Putin says Russia will achieve Ukraine goals, decries sanctions
Russian president says West aims to damage the Russian economy but insists the it could withstand the sanctions.
Russian President Vladimir Putin has said his country would achieve its goals in Ukraine and would not submit to what he called a Western attempt to achieve global dominance and dismember Russia.
Putin said Russia was ready to discuss neutral status for Ukraine, three weeks into a war that has killed thousands of people and forced millions of Ukrainians to flee their homes.
In a speech to government ministers broadcast on Wednesday, Putin went further than before in acknowledging the pain that Western sanctions were inflicting on the economy, but insisted that Russia could withstand the blow.
There was no sign of any softening in his bitter invective against the West and Ukraine.
“In the foreseeable future, it was possible that the pro-Nazi regime in Kyiv could have got its hands on weapons of mass destruction, and its target, of course, would have been Russia,” Putin said.

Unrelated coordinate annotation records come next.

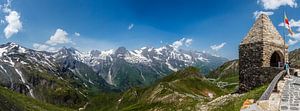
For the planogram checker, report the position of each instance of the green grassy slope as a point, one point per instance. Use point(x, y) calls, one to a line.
point(181, 90)
point(11, 100)
point(228, 73)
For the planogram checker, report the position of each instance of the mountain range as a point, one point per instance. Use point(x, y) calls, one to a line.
point(67, 77)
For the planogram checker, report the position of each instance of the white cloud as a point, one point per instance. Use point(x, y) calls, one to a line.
point(77, 34)
point(188, 42)
point(59, 37)
point(257, 13)
point(293, 23)
point(40, 46)
point(184, 41)
point(14, 25)
point(292, 42)
point(43, 47)
point(275, 4)
point(178, 43)
point(218, 47)
point(130, 26)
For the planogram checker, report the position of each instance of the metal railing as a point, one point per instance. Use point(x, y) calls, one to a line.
point(266, 95)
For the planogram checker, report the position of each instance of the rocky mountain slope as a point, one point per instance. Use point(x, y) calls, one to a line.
point(67, 77)
point(183, 90)
point(123, 68)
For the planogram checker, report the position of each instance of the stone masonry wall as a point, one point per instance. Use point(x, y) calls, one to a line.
point(254, 64)
point(256, 76)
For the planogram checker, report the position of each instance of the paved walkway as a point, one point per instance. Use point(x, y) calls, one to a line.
point(290, 99)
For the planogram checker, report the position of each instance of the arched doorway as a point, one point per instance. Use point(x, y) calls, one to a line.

Putin has consistently described the democratically elected leaders of Ukraine as neo-Nazis bent on committing genocide against Russian-speakers in the east of the country – a line that the West denounces as baseless war propaganda.
He said Western countries wanted to turn Russia into a “weak dependent country; violate its territorial integrity; to dismember Russia in a way that suits them”.

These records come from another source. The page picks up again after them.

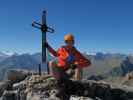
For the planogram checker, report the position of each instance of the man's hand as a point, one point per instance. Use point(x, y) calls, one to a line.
point(46, 45)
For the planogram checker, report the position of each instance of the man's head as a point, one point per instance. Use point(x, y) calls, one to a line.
point(69, 40)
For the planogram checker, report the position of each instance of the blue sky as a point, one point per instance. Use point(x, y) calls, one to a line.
point(98, 25)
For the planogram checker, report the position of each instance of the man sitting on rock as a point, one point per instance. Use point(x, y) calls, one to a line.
point(67, 57)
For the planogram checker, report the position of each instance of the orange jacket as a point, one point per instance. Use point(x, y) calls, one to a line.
point(63, 53)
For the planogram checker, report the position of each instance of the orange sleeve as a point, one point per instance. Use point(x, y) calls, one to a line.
point(62, 53)
point(81, 61)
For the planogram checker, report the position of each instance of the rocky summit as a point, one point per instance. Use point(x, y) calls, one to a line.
point(46, 87)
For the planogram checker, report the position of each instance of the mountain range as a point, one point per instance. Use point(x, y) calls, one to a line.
point(102, 63)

If the West thought that Russia would break or back down, “they don’t know our history or our people,” Putin said on the 21st day of the war.
“Behind the hypocritical talk and today’s actions of the so-called collective West are hostile geopolitical goals. They just don’t want a strong and sovereign Russia.”

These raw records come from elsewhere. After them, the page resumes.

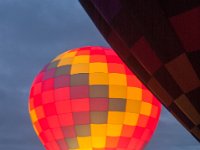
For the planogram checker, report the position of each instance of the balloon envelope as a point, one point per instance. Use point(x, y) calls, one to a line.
point(87, 98)
point(159, 41)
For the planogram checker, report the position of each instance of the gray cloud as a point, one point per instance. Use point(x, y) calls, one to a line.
point(31, 34)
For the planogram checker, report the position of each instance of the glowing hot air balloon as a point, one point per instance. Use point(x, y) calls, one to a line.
point(86, 98)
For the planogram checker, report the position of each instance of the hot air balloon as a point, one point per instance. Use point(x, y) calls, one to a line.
point(159, 41)
point(87, 98)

Putin said inflation and unemployment would rise in Russia, and structural changes to the economy would be needed. But he promised support to families with children.
He said the West had in effect declared Russia in default as part of its sanctions over the conflict in Ukraine, but that the conflict had been only a pretext for the West to impose those sanctions.
“The West doesn’t even bother to hide that their aim is to damage the entire Russian economy, every Russian,” Putin said.
Ukraine neutrality
The Russian leader said his country was ready to discuss Ukraine’s neutral status in talks.
“The question of principle for our country and its future – the neutral status of Ukraine, its demilitarisation, and its denazification – we were ready and we are ready to discuss as part of negotiations.”
Ukraine has said it is willing to negotiate to end the war but will not surrender or accept Russian ultimatums.
“Ukraine is now in a direct state of war with Russia. Consequently, the model can only be ‘Ukrainian’ and only on legally verified security guarantees,” Kyiv’s negotiator Mikhailo Podolyak said on Wednesday.
Putin said the military operation was “going to plan” and that the Russian army was not targeting civilians.
The fighting has sent more than three million people fleeing the country, by the United Nations’ estimate. The UN reported that 726 civilians have been confirmed killed but that the real number is higher.